Rosja najwyraźniej boryka się z ogromnym brakiem zaopatrzenia w przypadku pocisków – gdzie poszły lata inwestycji w inteligentne systemy UAV? Tego raczej się nie dowiemy, jednak pokazuje to, że Rosjanom po prostu brakuje broni.
Portal Forbes w marcu (około miesiąc po rozpoczęciu wojny) podał, że od początku inwazji Rosja straciła ponad 2500 sztuk sprzętu wojskowego wartego 5 mld dolarów – od tego momentu minęły już ponad dwa miesiące i straty z pewnością są zdecydowanie większe.

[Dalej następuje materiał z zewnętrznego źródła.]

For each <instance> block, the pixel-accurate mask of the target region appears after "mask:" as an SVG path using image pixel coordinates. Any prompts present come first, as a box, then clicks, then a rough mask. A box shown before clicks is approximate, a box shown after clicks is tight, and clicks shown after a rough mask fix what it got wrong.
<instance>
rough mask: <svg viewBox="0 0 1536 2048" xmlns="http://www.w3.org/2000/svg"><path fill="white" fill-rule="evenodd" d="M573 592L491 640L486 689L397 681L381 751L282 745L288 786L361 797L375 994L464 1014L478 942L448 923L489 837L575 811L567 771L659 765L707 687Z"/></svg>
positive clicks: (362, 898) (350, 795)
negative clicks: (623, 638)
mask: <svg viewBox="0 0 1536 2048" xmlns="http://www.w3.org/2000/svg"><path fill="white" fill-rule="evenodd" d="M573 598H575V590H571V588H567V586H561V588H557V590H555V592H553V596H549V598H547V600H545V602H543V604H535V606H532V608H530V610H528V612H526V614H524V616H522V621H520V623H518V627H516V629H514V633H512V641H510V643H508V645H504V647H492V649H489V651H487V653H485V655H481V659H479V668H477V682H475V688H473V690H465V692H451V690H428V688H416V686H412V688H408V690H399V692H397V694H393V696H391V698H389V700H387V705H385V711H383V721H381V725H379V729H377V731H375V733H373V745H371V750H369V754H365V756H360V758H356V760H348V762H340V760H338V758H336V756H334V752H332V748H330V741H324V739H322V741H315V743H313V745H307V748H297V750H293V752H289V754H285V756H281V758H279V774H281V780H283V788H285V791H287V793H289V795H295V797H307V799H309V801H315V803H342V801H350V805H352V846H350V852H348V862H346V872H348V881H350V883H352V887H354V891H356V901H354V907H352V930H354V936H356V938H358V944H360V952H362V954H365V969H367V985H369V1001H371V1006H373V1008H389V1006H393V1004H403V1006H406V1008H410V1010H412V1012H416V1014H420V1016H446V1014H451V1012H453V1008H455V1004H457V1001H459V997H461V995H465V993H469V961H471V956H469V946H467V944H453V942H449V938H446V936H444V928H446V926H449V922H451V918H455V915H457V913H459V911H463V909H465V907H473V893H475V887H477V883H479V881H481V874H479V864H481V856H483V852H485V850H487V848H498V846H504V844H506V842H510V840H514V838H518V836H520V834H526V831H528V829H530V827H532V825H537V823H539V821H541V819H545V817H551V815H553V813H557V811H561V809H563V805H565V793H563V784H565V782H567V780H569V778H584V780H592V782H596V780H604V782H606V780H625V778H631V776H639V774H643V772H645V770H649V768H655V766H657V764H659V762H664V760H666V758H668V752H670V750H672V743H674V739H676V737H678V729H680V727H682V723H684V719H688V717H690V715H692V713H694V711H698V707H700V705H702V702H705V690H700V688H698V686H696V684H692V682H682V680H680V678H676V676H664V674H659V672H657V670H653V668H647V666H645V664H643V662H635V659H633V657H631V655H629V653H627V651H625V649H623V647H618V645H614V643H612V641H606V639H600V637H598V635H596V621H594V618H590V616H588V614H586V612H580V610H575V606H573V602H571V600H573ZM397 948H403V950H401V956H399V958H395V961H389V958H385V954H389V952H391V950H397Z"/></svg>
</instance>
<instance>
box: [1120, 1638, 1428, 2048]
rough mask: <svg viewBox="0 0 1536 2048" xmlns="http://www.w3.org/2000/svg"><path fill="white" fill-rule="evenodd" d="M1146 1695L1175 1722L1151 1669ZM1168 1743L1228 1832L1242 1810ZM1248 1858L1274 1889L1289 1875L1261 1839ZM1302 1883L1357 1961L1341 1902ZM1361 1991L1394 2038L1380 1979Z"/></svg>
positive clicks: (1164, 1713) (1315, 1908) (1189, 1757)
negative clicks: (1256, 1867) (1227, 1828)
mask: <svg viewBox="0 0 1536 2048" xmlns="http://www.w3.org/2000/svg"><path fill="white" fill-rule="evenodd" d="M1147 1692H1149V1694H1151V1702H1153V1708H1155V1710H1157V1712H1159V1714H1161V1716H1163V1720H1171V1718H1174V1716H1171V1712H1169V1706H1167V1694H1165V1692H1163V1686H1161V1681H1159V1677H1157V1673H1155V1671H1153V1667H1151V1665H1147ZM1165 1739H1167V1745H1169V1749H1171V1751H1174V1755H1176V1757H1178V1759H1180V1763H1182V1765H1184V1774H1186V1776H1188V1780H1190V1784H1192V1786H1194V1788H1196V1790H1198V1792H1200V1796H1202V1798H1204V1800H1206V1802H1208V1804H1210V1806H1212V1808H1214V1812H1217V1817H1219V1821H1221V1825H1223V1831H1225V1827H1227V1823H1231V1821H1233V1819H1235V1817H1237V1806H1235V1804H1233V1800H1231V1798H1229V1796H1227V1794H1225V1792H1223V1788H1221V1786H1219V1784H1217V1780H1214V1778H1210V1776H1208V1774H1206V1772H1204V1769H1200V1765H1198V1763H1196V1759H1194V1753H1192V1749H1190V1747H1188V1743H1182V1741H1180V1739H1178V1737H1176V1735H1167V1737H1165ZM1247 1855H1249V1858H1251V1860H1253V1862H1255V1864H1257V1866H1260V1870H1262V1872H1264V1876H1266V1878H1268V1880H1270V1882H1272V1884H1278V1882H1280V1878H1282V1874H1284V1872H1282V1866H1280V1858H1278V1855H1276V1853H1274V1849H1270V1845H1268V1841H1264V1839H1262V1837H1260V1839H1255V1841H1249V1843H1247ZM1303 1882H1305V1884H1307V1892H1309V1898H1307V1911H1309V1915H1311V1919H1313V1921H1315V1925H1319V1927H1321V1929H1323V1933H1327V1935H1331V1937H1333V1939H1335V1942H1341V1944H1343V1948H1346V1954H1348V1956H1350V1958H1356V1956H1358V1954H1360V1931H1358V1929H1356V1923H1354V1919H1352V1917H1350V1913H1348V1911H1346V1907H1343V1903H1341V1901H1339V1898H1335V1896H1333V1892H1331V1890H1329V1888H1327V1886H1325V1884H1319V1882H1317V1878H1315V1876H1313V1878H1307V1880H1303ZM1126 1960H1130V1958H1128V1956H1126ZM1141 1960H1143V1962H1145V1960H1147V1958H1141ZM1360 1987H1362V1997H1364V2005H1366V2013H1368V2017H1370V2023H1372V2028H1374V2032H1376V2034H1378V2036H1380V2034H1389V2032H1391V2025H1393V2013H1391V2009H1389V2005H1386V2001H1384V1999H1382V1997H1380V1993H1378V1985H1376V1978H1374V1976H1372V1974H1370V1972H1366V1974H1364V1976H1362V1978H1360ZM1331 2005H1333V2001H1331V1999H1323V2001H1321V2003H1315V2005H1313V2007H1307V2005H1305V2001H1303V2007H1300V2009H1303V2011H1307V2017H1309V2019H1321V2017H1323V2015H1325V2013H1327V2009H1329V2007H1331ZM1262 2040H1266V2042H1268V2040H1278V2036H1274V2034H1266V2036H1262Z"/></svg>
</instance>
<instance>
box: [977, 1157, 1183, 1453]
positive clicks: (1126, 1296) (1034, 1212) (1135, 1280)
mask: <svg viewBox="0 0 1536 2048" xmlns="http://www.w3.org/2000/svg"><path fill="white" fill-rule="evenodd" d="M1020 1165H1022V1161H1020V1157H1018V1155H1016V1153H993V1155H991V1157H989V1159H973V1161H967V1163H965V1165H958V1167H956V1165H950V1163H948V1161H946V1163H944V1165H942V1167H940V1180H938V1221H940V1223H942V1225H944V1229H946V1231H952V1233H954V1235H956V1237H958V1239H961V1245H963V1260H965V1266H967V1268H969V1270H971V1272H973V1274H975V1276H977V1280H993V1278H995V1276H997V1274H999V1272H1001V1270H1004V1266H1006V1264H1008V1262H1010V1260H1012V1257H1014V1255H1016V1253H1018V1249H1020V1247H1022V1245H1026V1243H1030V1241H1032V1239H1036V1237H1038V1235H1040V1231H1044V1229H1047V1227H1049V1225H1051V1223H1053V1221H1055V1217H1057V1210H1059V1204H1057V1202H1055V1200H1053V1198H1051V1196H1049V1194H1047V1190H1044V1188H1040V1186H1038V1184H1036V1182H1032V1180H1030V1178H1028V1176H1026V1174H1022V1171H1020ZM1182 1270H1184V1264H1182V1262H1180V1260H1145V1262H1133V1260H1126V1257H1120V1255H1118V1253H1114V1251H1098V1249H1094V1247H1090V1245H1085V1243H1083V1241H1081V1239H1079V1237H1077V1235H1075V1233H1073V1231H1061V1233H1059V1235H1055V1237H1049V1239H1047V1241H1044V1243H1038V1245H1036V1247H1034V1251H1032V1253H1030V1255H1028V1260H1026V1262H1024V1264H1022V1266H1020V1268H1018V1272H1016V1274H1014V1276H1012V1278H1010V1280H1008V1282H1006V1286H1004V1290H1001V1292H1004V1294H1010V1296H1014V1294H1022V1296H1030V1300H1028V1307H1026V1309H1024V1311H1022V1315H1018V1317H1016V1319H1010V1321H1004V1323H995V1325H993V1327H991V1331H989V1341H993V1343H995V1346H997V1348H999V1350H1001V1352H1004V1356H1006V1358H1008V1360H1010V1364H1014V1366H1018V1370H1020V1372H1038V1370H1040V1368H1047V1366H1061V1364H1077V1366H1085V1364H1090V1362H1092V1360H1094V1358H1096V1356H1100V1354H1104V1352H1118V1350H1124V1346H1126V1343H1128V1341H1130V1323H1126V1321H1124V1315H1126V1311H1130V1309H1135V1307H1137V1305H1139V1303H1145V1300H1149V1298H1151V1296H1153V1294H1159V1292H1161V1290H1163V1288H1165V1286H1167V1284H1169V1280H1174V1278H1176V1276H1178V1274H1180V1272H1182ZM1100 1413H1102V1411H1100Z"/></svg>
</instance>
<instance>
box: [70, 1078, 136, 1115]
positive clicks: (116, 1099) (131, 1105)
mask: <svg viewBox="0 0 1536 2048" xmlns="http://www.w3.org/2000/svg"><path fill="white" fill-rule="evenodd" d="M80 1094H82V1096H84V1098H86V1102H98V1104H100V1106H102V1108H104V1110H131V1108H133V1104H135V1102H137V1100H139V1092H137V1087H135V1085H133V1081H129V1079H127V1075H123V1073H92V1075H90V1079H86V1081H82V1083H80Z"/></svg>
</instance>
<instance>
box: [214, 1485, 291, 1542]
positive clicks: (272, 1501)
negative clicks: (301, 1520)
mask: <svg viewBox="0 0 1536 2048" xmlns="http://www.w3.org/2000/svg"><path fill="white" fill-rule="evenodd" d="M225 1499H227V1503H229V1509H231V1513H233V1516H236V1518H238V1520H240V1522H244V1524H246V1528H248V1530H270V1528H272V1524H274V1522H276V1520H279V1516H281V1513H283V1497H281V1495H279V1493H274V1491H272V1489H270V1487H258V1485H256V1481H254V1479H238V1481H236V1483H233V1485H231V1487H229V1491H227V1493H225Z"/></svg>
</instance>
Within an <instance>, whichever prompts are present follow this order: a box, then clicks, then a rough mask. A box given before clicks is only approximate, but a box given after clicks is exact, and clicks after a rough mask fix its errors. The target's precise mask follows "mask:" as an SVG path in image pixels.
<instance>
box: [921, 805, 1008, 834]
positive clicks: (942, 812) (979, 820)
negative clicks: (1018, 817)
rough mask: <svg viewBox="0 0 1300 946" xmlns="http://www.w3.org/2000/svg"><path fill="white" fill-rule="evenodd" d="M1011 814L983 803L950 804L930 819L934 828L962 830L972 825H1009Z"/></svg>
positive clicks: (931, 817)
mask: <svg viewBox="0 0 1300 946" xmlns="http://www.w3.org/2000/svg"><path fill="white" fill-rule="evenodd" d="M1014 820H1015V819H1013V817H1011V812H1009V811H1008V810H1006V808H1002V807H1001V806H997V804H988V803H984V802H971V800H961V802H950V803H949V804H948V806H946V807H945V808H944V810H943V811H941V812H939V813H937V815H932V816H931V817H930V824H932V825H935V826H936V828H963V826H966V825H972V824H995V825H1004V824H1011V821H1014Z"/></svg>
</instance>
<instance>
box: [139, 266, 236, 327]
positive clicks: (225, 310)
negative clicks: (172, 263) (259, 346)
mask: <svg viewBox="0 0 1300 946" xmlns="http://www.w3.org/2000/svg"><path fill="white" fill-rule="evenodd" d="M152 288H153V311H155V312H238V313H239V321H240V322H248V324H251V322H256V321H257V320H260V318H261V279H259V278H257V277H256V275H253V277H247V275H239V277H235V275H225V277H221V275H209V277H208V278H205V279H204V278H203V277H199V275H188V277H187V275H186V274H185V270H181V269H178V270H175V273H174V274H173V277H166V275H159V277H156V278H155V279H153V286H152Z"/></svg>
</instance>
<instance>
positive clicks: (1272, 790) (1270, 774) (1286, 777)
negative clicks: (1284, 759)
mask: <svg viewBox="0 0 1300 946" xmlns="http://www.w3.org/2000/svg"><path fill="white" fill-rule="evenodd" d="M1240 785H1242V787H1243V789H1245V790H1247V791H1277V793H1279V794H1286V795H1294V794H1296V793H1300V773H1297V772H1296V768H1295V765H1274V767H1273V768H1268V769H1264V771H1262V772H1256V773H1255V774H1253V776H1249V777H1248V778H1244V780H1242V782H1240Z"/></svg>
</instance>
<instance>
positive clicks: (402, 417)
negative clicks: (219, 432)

Bomba z plastikowego kubka i granatu to nie jedyny tego typu pomysł na broń Rosji. W kwietniu pojawił się film, na którym ukraiński żołnierz rozbiera rosyjskiego drona Orlan-10, który także był zbudowany bardzo prowizorycznie. W jego środku znaleziono zwykłą konsumencką lustrzankę Canona, zakrętkę od butelki jako pokrywę zbiornika paliwa oraz taśmę klejącą, która spinała obudowę drona w całość.
Chyba nikt nie powinien już uwierzyć w mit potężnej rosyjskiej armii.